The Excruciating, 200-MPH World of Wingsuit Racing
by ALEX DAVIES
Photo by TRAVIS MICKLE
JOE RIDLER HAS jumped out of an airplane nearly 700 times in his life, but when he makes the leap later today, the goal will be about more than reaching the ground safely. It will be to fly through the air faster, farther, and for longer than anyone else in the sky.
Ridler’s competing in the National Championships of Wingsuit Flying in Chicago, also known as wingsuit racing.
Ridler’s loved the idea of flying since he was a kid in northwest Minnesota, looking for a way to get away. Barred from a commercial or military flight career by eye problems, he was intrigued by BASE jumping, but abandoned the idea as too dangerous. So now he jumps out of planes and races through the sky at 200 mph.
Ridler’s first wingsuit flight was two years ago. It would have been sooner, but the US Parachute Association requires you complete 200 skydives before allowing you to exit a plane dressed like an amped up flying squirrel. “The one thing I was the most nervous about,” he says, was “strapping myself into a straight jacket and throwing myself out of a plane.”
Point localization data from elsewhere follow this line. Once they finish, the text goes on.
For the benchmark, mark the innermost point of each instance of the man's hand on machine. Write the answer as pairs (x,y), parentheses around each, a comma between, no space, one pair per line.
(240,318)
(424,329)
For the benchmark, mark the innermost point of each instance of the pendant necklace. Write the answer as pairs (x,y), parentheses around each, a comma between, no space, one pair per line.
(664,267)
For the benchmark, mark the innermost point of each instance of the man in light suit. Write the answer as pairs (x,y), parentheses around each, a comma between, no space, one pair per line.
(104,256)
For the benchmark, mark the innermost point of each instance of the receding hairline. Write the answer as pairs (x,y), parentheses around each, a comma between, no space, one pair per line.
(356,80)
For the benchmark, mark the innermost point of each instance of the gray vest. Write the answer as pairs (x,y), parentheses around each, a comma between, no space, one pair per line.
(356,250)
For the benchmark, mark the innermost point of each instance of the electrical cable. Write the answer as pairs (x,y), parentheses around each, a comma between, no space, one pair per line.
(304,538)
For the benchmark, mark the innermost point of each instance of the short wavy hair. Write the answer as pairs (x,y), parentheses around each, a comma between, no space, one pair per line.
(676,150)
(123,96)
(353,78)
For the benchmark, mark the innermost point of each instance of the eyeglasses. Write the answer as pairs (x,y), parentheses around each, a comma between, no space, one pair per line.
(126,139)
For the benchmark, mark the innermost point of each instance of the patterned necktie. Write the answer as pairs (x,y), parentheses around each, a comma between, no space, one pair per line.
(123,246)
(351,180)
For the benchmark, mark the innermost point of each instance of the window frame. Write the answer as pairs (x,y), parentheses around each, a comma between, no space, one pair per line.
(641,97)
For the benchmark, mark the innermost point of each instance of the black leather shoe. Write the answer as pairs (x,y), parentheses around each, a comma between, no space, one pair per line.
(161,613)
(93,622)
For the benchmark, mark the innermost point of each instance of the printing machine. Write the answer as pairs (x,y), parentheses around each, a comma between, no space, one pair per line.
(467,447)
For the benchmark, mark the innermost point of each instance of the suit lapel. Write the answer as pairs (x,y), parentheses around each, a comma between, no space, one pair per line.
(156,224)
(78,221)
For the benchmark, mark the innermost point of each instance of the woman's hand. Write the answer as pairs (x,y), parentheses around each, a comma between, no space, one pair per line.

The championships, hosted by the US Parachute Association, test competitors on three disciplines, each measured in a window between 3,000 and 2,000 meters of altitude: average speed, distance covered, and time spent aloft. Each flyer gets three jumps in each category, and is tracked via a GPS module on their helmet. They’re rated on a curve—whoever goes fastest, farthest, or stays in the window the longest gets a 100, everyone else a percentage of that—and scores are averaged to find an overall winner.